Die Körpersprache der Katze

„Wenn mein Tier nur mit mir reden könnte!“, seufzt so mancher Tierbesitzer, der sich über die Schrullen seines Lieblings wundert. Dabei können Tiere natürlich mit ihren Besitzern „reden“ – über ihre Körpersprache. Vor allem der Schwanz spricht dabei manchmal ganze Bände, aber auch die Augen und die Ohren geben Auskunft über das Innenleben der Katze. Und fast schon sprichwörtlich ist der sogenannte Katzenbuckel, mit dem die Katze ihre Angriffsstimmung deutlich macht.  Wer sich ein wenig Mühe macht, die verschiedenen Signale der Katze richtig zu deuten, wird seinen Stubentiger schnell besser verstehen lernen.

Der Schwanz der Katze

Wenn sich die Katze wohl fühlt, ragt der Schwanz hoch auf. Die Katze signalisiert damit gute Laune und den Wunsch nach Körperkontakt und gemeinsamem Spielen. Auch ein S-förmiger Schwanz ist eine Einladung zur gemeinsamen Beschäftigung, denn er signalisiert Langeweile. Alle anderen Schwanzstellungen geben dem Besitzer dagegen eher das Signal zum Abstand halten:

Zuckt die Schwanzspitze, ist Mieze gerade ganz besonders konzentriert, zum Beispiel weil sie eine Maus erspäht hat. Auf Störungen reagiert sie nun ausgesprochen ungnädig. Das gleiche gilt, wenn die Katze den ganzen Schwanz hin und her bewegt: Sie ist nun im Jagdfieber und steckt voller Spannung. Den Menschen kann sie nun gerade gar nicht brauchen.

„Hängt“ der Schwanz herunter oder ist er gar zwischen die Hinterbeine geklemmt, hat die Katze gerade Angst und fühlt sich unglücklich. Ihr Mensch wird nun häufig das Verlangen spüren, die arme Katze zu trösten und zu knuddeln, aber das mögen nur die wenigsten Katzen. Sie ziehen sich lieber an einen sicheren Ort zurück bis es ihnen besser geht – gönnen sie der Katze diese Ruhe.

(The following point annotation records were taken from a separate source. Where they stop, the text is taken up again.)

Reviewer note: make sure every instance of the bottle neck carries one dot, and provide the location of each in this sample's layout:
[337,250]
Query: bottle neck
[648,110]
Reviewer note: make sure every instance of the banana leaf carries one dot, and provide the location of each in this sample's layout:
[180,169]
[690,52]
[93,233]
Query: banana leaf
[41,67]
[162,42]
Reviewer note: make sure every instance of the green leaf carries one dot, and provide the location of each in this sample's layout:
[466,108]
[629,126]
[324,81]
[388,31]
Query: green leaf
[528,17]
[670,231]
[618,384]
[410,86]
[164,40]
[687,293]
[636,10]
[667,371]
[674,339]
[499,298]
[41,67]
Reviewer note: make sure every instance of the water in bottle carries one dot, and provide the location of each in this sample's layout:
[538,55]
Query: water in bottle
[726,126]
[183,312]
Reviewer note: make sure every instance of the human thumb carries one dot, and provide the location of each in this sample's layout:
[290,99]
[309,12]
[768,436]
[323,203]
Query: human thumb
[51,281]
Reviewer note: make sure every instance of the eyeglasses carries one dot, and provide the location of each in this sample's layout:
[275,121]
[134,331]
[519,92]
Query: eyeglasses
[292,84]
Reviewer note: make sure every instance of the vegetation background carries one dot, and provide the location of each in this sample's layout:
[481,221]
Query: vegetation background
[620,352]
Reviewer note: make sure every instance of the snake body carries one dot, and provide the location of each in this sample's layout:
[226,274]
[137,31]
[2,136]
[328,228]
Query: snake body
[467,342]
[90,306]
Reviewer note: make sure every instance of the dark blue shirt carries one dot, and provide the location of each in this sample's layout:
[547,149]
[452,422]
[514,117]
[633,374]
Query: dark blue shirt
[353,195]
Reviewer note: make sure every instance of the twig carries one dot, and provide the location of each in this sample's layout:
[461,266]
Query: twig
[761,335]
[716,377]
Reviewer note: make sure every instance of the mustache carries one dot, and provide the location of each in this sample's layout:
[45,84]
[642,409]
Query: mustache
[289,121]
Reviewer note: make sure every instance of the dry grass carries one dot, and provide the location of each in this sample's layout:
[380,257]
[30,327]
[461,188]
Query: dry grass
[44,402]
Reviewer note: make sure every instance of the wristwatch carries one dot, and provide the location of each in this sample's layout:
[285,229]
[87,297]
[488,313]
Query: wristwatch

Ist der Schwanz steif mit gesträubtem Haar aufgerichtet und die Katze zeigt den typischen Buckel, ist sie in Angriffsstimmung. Wer sich ihr jetzt nähert, riskiert Tatzenhiebe und sogar Bisse. Lassen Sie die Katze lieber in Ruhe, bis sie sich wieder beruhigt hat.

Die Ohren der Katze

Neben dem Schwanz sind die Ohren das wichtigste Stimmungsbarometer bei der Katze:  Ist die Katze übel gelaunt, legt sie die Ohren nach hinten und sollte in Ruhe gelassen werden. Eine verängstigte Katze legt die Ohren dagegen seitwärts an.  Hat sie gute Laune, sind die Ohren nach vorne gerichtet und meistens etwas nach außen. Wenn sie die Ohren spitzt, hat irgendetwas ihre Aufmerksamkeit erregt.

Andere Signale der Katze

Sträubt die Katze ihre Haare, vermuten die meisten Menschen Angriffshaltung oder Widerwillen dahinter und denken, „das legt sich wieder“. Es kann aber auch sein, dass die Katze ihre Haare sträubt, weil sie friert oder krank ist. Halten die gesträubten Haare längere Zeit an, sollte ihr Mensch also Ursachenforschung betreiben. Manchmal reicht es schon, die Heizung etwas höher zu drehen.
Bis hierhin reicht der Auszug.